Gattò is the Italian spelling of the French "gâteau," or pie, alluding to this delicious potato pie's French beginnings. According to IATE, the EU's terminology database, the dish dates back to 1768 Naples and the wedding of Neapolitan Archduchess Maria Carolina. For her wedding, the Neapolitan high court brought a troupe of French chefs, who introduced popular French dishes, including the gâteau. Inspired by the sweet French gâteau, Italians used local ingredients to create their own savory gattò di patate.

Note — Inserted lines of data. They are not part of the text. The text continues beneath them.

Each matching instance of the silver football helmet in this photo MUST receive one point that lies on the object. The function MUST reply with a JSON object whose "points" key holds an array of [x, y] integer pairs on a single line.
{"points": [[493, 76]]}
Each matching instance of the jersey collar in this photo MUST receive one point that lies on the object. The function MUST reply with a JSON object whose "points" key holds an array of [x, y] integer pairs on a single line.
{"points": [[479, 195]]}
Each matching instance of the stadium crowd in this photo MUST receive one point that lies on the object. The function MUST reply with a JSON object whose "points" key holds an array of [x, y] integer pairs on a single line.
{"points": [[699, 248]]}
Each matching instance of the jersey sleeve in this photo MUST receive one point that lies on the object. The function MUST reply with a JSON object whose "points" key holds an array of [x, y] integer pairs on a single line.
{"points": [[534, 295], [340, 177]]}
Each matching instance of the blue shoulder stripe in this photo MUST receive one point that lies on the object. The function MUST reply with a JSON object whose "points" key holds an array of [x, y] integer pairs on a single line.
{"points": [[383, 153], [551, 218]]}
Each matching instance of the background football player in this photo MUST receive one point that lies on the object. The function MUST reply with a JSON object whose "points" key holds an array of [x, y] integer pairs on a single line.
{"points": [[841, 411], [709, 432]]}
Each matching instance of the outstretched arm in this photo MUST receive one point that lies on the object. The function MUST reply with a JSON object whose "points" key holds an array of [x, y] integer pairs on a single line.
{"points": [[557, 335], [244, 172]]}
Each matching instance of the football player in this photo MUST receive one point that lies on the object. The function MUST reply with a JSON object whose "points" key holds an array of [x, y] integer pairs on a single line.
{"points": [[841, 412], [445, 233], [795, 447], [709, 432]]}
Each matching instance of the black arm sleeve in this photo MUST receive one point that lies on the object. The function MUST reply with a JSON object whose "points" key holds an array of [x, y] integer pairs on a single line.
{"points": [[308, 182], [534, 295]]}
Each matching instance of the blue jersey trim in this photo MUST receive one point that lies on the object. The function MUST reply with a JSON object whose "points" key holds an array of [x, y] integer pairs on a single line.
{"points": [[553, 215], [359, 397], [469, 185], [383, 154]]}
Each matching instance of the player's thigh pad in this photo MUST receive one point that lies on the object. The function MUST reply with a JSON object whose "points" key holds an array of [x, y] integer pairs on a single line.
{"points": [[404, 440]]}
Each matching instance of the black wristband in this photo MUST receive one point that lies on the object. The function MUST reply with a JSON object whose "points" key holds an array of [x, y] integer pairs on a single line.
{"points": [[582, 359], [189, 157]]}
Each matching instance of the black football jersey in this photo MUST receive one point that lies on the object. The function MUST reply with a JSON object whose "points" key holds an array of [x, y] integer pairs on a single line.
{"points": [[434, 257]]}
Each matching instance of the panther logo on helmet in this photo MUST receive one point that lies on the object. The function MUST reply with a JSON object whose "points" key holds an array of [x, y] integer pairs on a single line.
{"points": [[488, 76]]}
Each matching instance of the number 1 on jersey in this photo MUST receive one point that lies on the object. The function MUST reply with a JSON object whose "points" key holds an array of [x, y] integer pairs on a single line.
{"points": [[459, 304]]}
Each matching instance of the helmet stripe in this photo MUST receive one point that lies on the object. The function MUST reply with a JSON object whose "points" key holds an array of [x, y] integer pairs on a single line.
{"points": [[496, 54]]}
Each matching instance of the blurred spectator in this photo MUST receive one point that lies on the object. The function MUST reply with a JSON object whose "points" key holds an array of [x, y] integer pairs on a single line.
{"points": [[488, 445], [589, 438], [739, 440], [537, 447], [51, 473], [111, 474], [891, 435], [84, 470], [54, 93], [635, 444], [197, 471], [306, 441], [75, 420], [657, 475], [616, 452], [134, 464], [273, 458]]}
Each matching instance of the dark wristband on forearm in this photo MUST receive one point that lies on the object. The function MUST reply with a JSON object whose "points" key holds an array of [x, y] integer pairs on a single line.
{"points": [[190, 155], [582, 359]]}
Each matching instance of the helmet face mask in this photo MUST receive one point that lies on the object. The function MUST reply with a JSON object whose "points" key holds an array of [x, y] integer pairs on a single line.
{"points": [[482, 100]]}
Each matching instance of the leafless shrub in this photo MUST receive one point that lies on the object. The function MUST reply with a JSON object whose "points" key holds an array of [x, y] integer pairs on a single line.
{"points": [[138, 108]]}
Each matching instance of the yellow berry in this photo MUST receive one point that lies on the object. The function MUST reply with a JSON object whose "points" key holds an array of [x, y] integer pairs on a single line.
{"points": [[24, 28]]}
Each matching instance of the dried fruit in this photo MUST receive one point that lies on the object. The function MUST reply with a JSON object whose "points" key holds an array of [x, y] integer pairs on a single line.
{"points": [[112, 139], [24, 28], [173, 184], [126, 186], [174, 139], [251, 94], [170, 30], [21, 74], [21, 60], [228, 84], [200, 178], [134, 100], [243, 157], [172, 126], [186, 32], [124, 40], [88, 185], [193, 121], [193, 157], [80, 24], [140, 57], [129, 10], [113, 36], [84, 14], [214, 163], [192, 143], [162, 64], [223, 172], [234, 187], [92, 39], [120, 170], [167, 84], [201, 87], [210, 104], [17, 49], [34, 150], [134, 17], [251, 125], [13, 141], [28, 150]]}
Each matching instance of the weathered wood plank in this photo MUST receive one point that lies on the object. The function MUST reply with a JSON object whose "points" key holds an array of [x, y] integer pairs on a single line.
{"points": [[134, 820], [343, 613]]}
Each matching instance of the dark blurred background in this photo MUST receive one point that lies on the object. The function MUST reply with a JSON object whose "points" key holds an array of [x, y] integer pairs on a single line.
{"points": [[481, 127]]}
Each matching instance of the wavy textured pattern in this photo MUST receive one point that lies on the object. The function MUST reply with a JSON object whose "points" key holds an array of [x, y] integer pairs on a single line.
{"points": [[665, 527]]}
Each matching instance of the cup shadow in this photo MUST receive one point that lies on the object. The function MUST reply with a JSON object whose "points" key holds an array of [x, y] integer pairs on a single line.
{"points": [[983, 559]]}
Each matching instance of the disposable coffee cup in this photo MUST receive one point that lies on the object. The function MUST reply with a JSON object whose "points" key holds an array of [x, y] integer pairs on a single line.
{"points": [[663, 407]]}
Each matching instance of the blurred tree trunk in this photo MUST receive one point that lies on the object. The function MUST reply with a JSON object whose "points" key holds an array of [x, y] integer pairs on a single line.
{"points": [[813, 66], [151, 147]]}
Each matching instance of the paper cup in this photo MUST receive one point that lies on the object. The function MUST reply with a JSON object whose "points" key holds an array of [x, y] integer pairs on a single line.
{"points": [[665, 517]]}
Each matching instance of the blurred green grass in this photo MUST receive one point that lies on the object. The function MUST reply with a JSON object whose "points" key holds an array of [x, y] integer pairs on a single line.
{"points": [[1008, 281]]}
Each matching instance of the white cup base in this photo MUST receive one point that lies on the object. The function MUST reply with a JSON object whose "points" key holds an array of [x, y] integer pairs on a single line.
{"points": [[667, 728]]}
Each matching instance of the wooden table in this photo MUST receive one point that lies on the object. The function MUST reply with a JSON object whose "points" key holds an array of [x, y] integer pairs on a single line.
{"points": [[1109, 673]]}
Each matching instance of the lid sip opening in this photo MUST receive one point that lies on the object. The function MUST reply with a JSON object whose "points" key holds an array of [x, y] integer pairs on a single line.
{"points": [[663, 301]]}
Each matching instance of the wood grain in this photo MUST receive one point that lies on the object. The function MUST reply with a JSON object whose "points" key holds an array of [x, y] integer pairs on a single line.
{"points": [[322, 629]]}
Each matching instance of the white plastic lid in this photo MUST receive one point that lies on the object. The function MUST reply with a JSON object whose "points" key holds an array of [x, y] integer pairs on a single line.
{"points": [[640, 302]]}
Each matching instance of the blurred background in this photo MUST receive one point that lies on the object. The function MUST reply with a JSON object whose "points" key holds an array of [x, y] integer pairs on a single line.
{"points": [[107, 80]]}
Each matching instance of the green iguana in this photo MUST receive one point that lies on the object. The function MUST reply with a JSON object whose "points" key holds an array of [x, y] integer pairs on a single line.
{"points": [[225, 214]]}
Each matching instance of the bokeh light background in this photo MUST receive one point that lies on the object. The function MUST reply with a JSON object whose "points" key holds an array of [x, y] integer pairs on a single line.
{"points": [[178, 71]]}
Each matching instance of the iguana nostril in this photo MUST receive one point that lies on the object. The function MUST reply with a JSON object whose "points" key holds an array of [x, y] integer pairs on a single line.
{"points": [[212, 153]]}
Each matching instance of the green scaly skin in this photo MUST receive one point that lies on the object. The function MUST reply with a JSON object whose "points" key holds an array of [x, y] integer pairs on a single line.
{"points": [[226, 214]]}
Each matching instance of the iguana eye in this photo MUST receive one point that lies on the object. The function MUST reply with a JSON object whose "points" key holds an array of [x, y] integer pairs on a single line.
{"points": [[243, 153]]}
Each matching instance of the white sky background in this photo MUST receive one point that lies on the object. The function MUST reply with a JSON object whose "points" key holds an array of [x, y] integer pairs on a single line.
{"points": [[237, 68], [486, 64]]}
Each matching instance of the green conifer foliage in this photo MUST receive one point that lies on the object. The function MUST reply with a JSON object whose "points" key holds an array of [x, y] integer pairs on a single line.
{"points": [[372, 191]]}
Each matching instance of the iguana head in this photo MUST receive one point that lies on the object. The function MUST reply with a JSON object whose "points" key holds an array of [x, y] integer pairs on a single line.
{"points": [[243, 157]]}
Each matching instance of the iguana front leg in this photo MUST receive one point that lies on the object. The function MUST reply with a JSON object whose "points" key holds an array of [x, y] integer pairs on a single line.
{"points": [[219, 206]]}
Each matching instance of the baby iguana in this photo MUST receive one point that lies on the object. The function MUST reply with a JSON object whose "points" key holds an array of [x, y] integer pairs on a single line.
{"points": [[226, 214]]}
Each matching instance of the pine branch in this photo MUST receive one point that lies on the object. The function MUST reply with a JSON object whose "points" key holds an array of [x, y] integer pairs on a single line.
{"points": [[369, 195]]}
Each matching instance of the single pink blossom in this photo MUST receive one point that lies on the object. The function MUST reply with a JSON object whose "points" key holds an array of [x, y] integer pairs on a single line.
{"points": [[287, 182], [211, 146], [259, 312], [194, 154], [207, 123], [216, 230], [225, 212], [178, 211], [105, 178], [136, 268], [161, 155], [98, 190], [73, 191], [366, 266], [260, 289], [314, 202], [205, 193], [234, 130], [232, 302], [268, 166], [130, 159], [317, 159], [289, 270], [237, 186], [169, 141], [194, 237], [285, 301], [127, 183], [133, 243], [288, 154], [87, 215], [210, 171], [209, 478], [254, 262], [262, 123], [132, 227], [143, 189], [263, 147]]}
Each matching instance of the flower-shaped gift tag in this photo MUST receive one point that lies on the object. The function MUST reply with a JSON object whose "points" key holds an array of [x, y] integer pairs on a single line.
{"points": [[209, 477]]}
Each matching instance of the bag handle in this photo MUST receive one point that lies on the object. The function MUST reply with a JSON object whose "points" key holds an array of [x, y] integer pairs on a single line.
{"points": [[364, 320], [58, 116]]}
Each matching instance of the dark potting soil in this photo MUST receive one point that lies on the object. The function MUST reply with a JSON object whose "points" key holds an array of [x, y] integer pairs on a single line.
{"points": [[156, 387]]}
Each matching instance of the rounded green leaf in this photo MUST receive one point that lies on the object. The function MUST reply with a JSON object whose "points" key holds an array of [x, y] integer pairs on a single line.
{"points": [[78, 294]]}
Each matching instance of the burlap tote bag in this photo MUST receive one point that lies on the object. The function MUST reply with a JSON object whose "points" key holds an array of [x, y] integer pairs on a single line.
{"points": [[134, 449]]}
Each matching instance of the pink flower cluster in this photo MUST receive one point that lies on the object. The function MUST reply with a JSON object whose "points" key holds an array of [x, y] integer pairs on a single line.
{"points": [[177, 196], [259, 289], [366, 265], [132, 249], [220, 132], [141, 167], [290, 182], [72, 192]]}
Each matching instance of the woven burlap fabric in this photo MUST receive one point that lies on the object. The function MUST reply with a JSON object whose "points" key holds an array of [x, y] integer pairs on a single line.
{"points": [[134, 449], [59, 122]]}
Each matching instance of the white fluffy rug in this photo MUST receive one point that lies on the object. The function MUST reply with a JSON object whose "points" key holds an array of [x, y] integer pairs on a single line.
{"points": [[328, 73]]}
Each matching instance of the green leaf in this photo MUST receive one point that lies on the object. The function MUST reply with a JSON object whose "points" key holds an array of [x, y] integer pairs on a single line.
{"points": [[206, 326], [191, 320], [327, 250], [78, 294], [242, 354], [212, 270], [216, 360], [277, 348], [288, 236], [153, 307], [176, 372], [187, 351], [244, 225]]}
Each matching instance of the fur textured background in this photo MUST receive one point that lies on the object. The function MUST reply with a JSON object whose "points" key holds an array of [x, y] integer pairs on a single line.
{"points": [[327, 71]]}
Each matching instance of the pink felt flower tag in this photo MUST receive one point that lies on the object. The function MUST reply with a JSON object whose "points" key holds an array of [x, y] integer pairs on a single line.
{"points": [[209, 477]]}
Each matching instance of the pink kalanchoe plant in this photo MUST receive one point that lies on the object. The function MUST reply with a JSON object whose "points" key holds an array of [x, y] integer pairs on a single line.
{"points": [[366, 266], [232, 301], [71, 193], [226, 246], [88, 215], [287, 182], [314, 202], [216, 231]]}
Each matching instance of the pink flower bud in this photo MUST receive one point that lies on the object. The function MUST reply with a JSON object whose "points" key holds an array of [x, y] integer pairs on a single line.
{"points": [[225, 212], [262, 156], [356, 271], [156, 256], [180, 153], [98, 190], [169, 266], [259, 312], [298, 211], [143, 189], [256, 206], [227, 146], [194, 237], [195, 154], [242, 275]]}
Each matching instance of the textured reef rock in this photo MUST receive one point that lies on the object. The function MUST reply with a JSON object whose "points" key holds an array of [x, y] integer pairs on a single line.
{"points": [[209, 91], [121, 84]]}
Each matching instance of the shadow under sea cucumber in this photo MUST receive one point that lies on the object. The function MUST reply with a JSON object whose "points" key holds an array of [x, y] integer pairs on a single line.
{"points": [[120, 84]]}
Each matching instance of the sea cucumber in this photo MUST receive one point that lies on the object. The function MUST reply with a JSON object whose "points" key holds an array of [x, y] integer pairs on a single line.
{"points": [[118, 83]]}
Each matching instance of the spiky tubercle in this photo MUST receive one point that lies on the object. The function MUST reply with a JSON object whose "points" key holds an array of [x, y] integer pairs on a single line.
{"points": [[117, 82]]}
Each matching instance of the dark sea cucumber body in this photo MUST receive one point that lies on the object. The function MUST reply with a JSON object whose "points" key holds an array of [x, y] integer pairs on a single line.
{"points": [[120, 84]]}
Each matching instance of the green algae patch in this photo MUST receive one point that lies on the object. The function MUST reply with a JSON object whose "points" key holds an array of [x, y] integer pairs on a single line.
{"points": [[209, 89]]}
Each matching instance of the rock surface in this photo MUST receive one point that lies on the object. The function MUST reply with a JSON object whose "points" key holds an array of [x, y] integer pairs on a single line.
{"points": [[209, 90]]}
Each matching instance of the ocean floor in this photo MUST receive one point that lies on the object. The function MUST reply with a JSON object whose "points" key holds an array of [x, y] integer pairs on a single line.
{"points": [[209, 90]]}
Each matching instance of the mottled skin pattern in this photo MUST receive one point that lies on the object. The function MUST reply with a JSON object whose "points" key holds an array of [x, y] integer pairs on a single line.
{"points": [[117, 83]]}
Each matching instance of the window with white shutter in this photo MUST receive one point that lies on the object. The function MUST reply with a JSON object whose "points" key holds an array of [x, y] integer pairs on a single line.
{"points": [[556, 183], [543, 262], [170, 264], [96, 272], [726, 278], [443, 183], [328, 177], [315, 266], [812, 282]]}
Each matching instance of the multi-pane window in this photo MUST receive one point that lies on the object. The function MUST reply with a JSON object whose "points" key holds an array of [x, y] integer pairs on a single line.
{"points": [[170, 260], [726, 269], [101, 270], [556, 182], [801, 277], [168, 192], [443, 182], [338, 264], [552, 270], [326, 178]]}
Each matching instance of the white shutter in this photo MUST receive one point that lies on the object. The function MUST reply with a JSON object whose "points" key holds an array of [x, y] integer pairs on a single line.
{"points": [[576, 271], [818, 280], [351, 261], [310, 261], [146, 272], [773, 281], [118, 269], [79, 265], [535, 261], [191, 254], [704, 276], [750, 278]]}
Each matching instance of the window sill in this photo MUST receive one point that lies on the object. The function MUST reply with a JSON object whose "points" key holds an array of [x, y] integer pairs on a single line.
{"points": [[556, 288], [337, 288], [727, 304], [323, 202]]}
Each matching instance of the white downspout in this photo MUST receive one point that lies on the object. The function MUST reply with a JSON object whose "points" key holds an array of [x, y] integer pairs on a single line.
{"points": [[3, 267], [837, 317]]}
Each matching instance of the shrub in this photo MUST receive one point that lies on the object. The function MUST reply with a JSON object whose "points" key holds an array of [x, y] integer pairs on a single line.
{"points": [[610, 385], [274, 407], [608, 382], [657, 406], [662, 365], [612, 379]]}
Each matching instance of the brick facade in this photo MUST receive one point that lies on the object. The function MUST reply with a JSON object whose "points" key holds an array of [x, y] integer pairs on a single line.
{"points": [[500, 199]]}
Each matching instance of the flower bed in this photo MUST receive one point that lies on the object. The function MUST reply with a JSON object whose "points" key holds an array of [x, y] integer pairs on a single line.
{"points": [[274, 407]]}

Composed of eggs, potatoes, butter, and cheese, gattò di patate lies somewhere between a frittata and a tortilla Española. Like the latter, potatoes are the main ingredient, but the dish is baked like a frittata. Instead of frying potatoes, the gattò di patate is a mashed potato pie enriched with butter, local Italian cheeses, and, often, cured meats. Eggs help the filling rise into a fluffy, ultra-rich consistency, while butter and a dusting of breadcrumbs provide a golden, crispy topping.
Once a decadent dish exclusive to nobility, gattò di patate is now enjoyed as a cozy comfort food served at dinner tables in Naples and the surrounding regions.
Ingredient variations and tips
Similar to lasagna, gattò di patate is a labor-intensive layered pie that Italians usually enjoy as a filling one-dish meal. However, instead of a rectangular casserole dish, it's usually baked inside a deep, round cake tin with a removable mold.
The layering starts with mashed potatoes blended with eggs, butter, seasonings, and optional parmesan cheese, followed by your choice of meltable Italian cheeses and cured meats. A second layer goes on top before finishing with a thin layer of mashed potatoes and breadcrumbs and popping the dish in the oven. Similar to a tortilla Española, the round pie is typically allowed to cool and served in triangular slices.
While every family could have a different recipe, the most common fillings include provolone, parmesan, romano, scamorza, and mozzarella cheese as well as Italian meats like salami, pepperoni, and mortadella.
However, you could always add different cold cuts, sauteed vegetables, or sliced olives to the melted cheese layer. Many recipes also add milk or heavy cream to the potatoes for a creamier consistency and flavor. Additionally, nutmeg, granulated garlic, and dried Italian herbs will also amp up this ultra-rich dish with spice and earthiness.